Intercalou o horário da manhã com Ronald e mais três pacientes internos. Um garotinho de seis anos, um adolescente de treze e uma senhora de quarenta e dois. Todos estavam relativamente bem, se poderia se dizer assim, com exceção do garoto que estava passando por quimio e tinha perdido os cabelos. Ele estava triste com isso.

Neste momento, ela era observada profundamente por aqueles significativos pares de olhos azuis. Encontrou os olhos dele e sentiu a face esquentar um pouco antes de sorrir em silêncio, fazendo com que ele fizesse o mesmo.

Ela estava apenas verificando sua pressão e temperatura, e enquanto o termômetro estava sob sua axila, Hermione confirmava a pulsação.

– É engraçado ter uma médica tão nova cuidando de mim - ele comentou em meio a um sorriso bobo e divertido.

– Por quê? - ela o olhou rapidamente, voltando os olhos em seguida para o aparelho.

– Não sei... - falou pensativo - Acho que nunca tive uma médica tão bonita cuidando de mim. - ela enrubesceu.

– Obrigada, Ronald, mas não sou tão bonita assim.

– Claro que é - ele afirmou categoricamente enquanto ela anotava algumas coisas em sua ficha - E, por favor, me chame de Rony. Não gosto muito do meu nome.

– E por que não? - ela o olhou.

– Não sei - sorriu abertamente – Apenas não gosto.

– É um nome muito bonito, e combina com você.

– Hum... - ele sorriu maroto - Devo acreditar que acabou de dizer que sou bonito?

Ela sorriu altamente envergonhada. O sorriso dele estava lhe deixando desconcertada e ela não entendia ao certo porquê. Moveu a cabeça brevemente enquanto voltava a anotar alguma coisa e o observou.

– Como tem se sentido hoje? - perguntou extremamente profissional.

– Um pouco cansado, mas isso é normal, não é? - ele era simples em suas palavras, mas não desviava o olhar.

– Sim. É sim. - ela desviou os olhos se sentindo intimidada - Tem sentido alguma anormalidade?
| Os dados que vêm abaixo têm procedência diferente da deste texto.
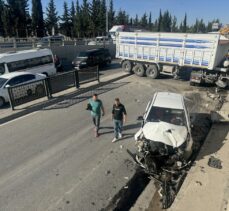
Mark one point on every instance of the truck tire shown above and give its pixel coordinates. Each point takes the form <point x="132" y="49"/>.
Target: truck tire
<point x="127" y="66"/>
<point x="139" y="70"/>
<point x="40" y="90"/>
<point x="152" y="71"/>
<point x="2" y="102"/>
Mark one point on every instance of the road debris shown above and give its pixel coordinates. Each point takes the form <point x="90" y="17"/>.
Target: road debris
<point x="199" y="183"/>
<point x="214" y="162"/>
<point x="108" y="172"/>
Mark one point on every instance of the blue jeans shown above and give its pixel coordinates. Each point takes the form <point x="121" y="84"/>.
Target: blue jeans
<point x="96" y="121"/>
<point x="117" y="127"/>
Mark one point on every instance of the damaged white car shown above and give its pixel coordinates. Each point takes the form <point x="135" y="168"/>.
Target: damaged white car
<point x="164" y="143"/>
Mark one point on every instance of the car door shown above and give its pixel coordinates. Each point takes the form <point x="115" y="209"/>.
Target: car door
<point x="21" y="91"/>
<point x="2" y="68"/>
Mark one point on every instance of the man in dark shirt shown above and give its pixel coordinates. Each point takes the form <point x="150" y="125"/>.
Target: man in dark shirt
<point x="119" y="117"/>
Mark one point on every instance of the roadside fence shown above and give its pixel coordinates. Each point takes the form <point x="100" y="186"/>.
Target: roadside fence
<point x="21" y="94"/>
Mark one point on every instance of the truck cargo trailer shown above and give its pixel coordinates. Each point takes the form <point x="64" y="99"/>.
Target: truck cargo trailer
<point x="152" y="54"/>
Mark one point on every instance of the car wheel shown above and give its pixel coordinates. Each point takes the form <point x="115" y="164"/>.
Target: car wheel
<point x="46" y="74"/>
<point x="127" y="66"/>
<point x="2" y="102"/>
<point x="29" y="92"/>
<point x="139" y="70"/>
<point x="40" y="90"/>
<point x="108" y="62"/>
<point x="152" y="71"/>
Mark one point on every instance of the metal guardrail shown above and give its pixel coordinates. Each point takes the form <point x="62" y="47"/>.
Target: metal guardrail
<point x="15" y="44"/>
<point x="21" y="94"/>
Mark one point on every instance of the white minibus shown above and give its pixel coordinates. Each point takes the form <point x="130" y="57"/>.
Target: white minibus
<point x="34" y="61"/>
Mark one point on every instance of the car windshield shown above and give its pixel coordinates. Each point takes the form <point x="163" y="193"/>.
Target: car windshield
<point x="83" y="54"/>
<point x="2" y="82"/>
<point x="168" y="115"/>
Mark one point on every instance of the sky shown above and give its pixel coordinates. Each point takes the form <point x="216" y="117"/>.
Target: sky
<point x="206" y="9"/>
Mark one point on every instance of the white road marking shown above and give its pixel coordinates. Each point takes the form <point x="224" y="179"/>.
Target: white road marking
<point x="19" y="118"/>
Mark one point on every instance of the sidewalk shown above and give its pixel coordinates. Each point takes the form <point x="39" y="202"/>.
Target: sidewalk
<point x="8" y="115"/>
<point x="205" y="187"/>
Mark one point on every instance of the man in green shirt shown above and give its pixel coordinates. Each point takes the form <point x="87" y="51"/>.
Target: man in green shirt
<point x="97" y="110"/>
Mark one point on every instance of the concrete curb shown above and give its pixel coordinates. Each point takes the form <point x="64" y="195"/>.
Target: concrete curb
<point x="42" y="105"/>
<point x="206" y="188"/>
<point x="144" y="200"/>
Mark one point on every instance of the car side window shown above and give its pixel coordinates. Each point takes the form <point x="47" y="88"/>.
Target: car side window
<point x="20" y="79"/>
<point x="2" y="69"/>
<point x="28" y="78"/>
– Não. Quer dizer... Tenho sentido umas palpitações no peito desde de manhã... - ela o observou um pouco mais preocupada.

– Certo, vamos ver isto.

Hermione se levantou e foi até a mesa próxima da cama onde ele estava deitado. Pegou um estetoscópio em uma das mãos e se voltou para ele, colocando novamente a ficha e a caneta em cima da cama. Ela o fitou envergonhada, nunca havia se sentido assim com um paciente, mas ele a deixava claramente desconcertada.

– Eu preciso... - indicou uma fenda na bata que ele usava com o dedo.
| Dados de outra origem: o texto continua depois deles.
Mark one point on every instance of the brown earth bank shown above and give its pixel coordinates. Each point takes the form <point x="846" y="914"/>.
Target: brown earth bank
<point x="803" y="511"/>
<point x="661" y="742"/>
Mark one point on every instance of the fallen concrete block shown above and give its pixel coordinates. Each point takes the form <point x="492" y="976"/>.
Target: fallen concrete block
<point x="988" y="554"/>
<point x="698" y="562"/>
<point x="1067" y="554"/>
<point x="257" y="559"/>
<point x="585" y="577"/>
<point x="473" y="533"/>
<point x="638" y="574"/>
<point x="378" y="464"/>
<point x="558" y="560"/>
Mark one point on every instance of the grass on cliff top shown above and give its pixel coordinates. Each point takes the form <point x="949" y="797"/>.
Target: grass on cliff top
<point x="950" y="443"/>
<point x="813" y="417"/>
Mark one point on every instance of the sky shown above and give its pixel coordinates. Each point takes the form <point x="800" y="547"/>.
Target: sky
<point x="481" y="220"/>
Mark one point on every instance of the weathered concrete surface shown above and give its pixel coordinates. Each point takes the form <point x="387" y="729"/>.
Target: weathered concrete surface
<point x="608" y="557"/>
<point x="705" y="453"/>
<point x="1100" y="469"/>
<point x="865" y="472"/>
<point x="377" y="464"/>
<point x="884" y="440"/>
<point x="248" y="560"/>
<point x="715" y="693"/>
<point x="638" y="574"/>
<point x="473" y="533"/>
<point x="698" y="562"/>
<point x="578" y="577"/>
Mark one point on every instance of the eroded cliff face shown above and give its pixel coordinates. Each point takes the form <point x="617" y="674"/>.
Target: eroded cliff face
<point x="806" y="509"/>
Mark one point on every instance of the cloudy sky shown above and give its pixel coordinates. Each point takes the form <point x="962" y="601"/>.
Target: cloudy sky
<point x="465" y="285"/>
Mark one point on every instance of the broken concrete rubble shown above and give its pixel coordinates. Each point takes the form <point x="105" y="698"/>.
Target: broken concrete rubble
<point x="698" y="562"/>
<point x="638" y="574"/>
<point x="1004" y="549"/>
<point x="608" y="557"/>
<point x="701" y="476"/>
– Claro - ele sorriu para ela.

Hermione colocou o aparelho em volta do pescoço, ajustando nos ouvidos em seguida e se aproximou um pouco mais de Rony. Ele a olhava sem desviar e ela estava encabulada. Com o dedo indicador, tocou de leve o tecido e afastou um pouco, liberando o peito do garoto para ela.

Ela observou que ele era relativamente forte, ou pelo menos tinha ossos largos, embora estivesse um pouco magro. Havia sardas ali também e ela retirou os pensamentos da cabeça, coisas que ela nem mesmo deveria observar enquanto, delicadamente, tocava o peito do rapaz com o aparelho. Sentiu uma leve retensão.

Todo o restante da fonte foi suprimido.